Out-of-distribution (OOD) detection is a critical requirement for the deployment of deep neural networks. This paper introduces the HEAT model, a new post-hoc OOD detection method estimating the density of in-distribution (ID) samples using hybrid energy-based models (EBM) in the feature space of a pre-trained backbone. HEAT complements prior density estimators of the ID density, e.g. parametric models like the Gaussian Mixture Model (GMM), to provide an accurate yet robust density estimation. A second contribution is to leverage the EBM framework to provide a unified density estimation and to compose several energy terms. Extensive experiments demonstrate the significance of the two contributions. HEAT sets new state-of-the-art OOD detection results on the CIFAR-10 / CIFAR-100 benchmark as well as on the large-scale Imagenet benchmark.
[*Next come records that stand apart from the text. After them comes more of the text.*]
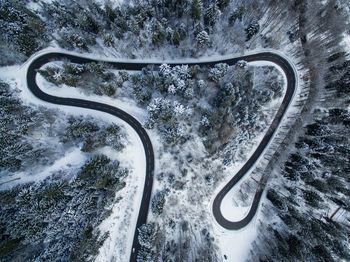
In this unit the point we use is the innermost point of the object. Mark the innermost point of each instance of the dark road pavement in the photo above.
(43, 59)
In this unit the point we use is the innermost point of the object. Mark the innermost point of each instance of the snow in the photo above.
(236, 244)
(120, 228)
(346, 43)
(72, 160)
(70, 92)
(121, 223)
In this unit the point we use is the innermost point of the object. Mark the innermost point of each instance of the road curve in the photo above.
(45, 58)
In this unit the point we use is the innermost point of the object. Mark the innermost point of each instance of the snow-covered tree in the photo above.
(202, 39)
(218, 71)
(148, 235)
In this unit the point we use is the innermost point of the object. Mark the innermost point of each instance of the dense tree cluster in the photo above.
(95, 78)
(158, 202)
(22, 32)
(18, 122)
(314, 187)
(91, 135)
(56, 219)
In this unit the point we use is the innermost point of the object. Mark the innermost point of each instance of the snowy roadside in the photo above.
(122, 222)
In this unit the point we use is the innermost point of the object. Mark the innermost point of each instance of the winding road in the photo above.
(283, 63)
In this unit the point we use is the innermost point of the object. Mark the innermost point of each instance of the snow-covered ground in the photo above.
(121, 223)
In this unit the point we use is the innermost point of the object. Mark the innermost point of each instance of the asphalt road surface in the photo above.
(43, 59)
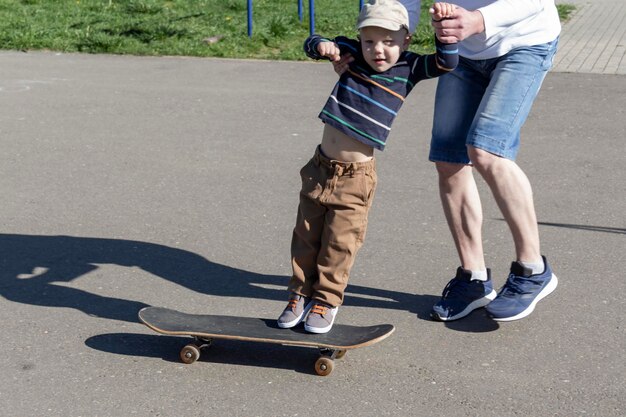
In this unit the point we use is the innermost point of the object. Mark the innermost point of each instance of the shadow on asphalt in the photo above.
(36, 269)
(231, 352)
The code is available at: github.com/MarcLafon/heatood.

Recommended citation: Marc Lafon, Elias Ramzi, Clément Rambour, Nicolas Thome: Hybrid Energy Based Model in the Feature Space for Out-of-Distribution Detection. International Conference on Machine Learning (ICML 2023). https://arxiv.org/abs/2305.16966

Hierarchical Average Precision Training for Pertinent Image Retrieval

Published in European Conference on Computer Vision (ECCV 2022), 2022

Image Retrieval is commonly evaluated with Average Precision (AP) or Recall@k. Yet, those metrics, are limited to binary labels and do not take into account errors’ severity. This paper introduces a new hierarchical AP training method for pertinent image retrieval (HAPPIER). HAPPIER is based on a new H-AP metric, which leverages a concept hierarchy to refine AP by integrating errors’ importance and better evaluate rankings. To train deep models with H-AP, we carefully study the problem’s structure and design a smooth lower bound surrogate combined with a clustering loss that ensures consistent ordering. Extensive experiments on 6 datasets show that HAPPIER significantly outperforms state-of-the-art methods for hierarchical retrieval, while being on par with the latest approaches when evaluating fine-grained ranking performances. Finally, we show that HAPPIER leads to better organization of the embedding space, and prevents most severe failure cases of non-hierarchical methods. Our code is publicly available at github.com/elias-ramzi/HAPPIER.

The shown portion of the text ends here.